Scot McKnight is professor of religious studies at Northpark University. He is a leading authority on the New Testament, early Christianity, and the historical Jesus. McKnight has written over 20 books including The Jesus Creed: Loving God, Loving Others (read how this book has influenced me), Fasting (read my review), The Real Mary: Why Evangelicals Can Embrace the Mother of Jesus (read my review), and One.Life: Jesus Calls, We Follow (2010). In early 2011, his commentary on James will be published as a part of the New International Commentary on the New Testament. McKnight’s award-winning blog, Jesus Creed, has been rated by Technorati.com as the #1 site for Emerging Church and has been the inspiration for several of my blog posts (including on leadership, on reading the whole bible, and on reaching 20-somethings).
Book Basics
If you are tired of Christianity and being Christian according to the terms of modernity or denominationalism, but long to follow Jesus . . .
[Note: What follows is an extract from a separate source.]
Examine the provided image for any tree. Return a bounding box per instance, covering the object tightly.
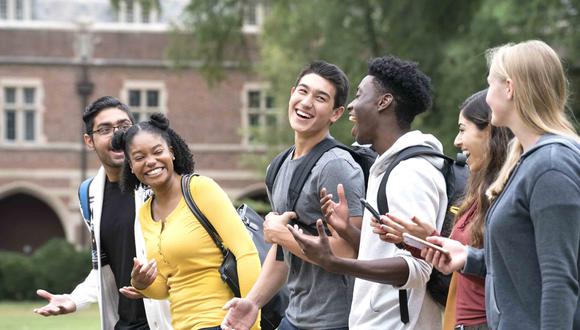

If you want to orient your life around the kingdom of God, not the Empire of America . . .
If you want to experience a faith that is guided by love, not mandated by rules . . .
then read One.Life and seek to live the authentic life of faith on Jesus’ terms.
McKnight’s Jesus Creed is the compass for living as a follower of Jesus that always points toward loving God and loving others; One.Life is the map that is incredibly personal yet only makes sense in community, which enables followers of Jesus to make the most of the One.Life they have to live.
So What?
McKnight contrasts two visions of what it means to be a Christian: the one presented to him as a young person and the one he now presents to his readers and students, which is based on his study of Jesus:
- A Christian is someone who has accepted Jesus; and the Christian life is the development of personal (private)practices of piety, separation from sin and the world, and a life dedicated to rescuing sinners from hell (p.15).
- A Christian is one who follows Jesus by devoting her or his One.Life to the kingdom of God, fired by Jesus’ own imagination, to a life of loving God and loving others, and to a society shaped by justice, especially for those who have been marginalized, to peace, and to a life devoted to acquiring wisdom in the context of the local church. This life can only be discovered by being empowered by God’s Spirit (p.106)
Have you experienced a similar shift in your understanding of what it means to be a Christian over the last several years? If so, how has it changed what it means to you to live as a follower of Jesus in the midst of the everydayness of life? If not, how would you characterize any shifting in your perspective or has it remained fixed? If it has remained fixed, are you open to allowing it to be reshaped should your study of Jesus lead in a new direction?
What are your initial impressions of McKnight’s description of what it means to be a Christian? How might this view be leveraged as a means not only to helping individual believers grow in their faith, but in helping communities of faith recapture the vision of Jesus for Christian unity?